Zigu’s pork belly with taro leaves, pohole and macadamia nut mochi. Photo: Leah Friel
Zetton isn’t the only Japanese restaurant group in Waikīkī. Others include Transit General Office, with about 70 concepts in Japan, which brought Bills, an Australian café, to Honolulu (and is also taking The Pig & The Lady to Tokyo), and G. Lion, which encompasses 75 companies in the automotive and hospitality industries in the world, plus owns Hy’s Steak House and three restaurants in the Ritz-Carlton Waikīkī. But the Japanese juggernaut is WDI (World Dining Inspirations), with about 200 individual restaurants in 10 countries. Its first restaurant opened in 1972: a Kentucky Fried Chicken in Roppongi. Since then, it has introduced the Playboy Club, New York’s Aquavit and more to Tokyo. In 2006, it became partners in California Pizza Kitchen. WDI’s first overseas location was Tony Roma’s in Waikīkī in 1980, and its current holdings in Honolulu include Taormina, Gen Korean BBQ, Tim Ho Wan and Wolfgang’s Steakhouse. Kikuchi guesses that Wolfgang’s alone brings in more money than all of Zetton’s Hawai‘i restaurants combined.

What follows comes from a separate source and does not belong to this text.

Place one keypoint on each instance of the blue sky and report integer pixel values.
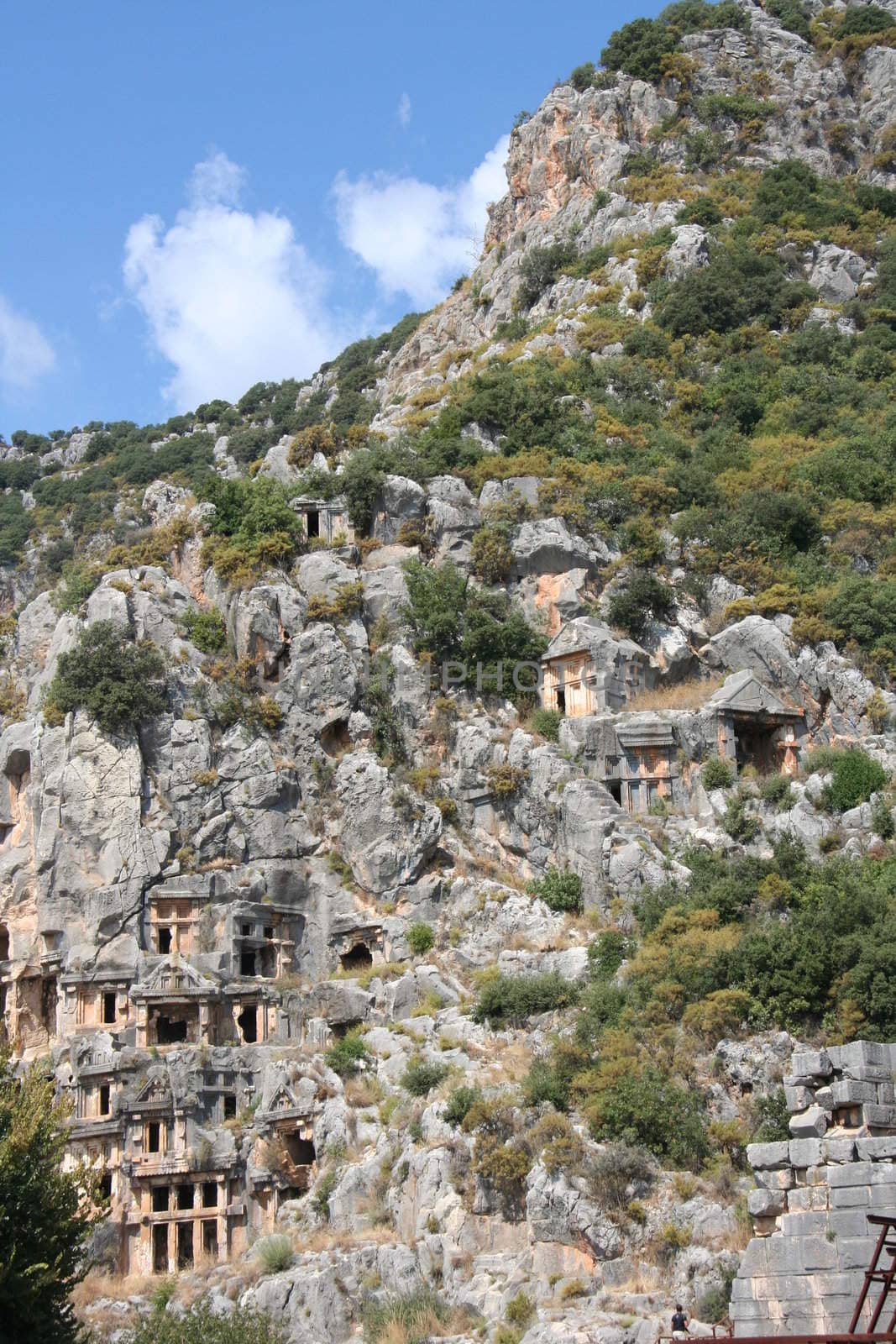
(202, 192)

And suddenly, Zetton looks like the underdog. Or perhaps, even the hero. For what sets Zetton apart from other Japanese conglomerates in Hawai‘i is that it is the largest group to produce only original concepts—it does not license other brands.

Kale udon at Zigu. Photo: Leah Friel
So at Heavenly, which has a healthy bent, the loco moco consists of local eggs and Big Island beef on 10-grain rice, and at Goofy, local fruits top acai bowls and sweet bread French toast. At Paris.Hawai‘i, Yamanaka’s soupy take on poi has the creaminess of bisque and the flavor of taro cakes at dim sum, while Zigu might be the only izakaya to use lū‘au leaves, served alongside braised pork belly. As I slice into a steak at Aloha Steak House, Zetton’s elevated-yet-casual version of the takeout steak plates pervasive in Honolulu, I glimpse a Zetton action figure high on a ledge, overlooking the booths. I think of the story that Hasegawa told me: “Ultraman, superhero, always fighting. Always Ultraman wins, saves the people. Only one time monster beats Ultraman. And that was Zetton. Unbelievable thing!” But in all that I’ve read and heard about the aliens who unleashed Zetton, I have not yet been able to answer: What was it that they really wanted?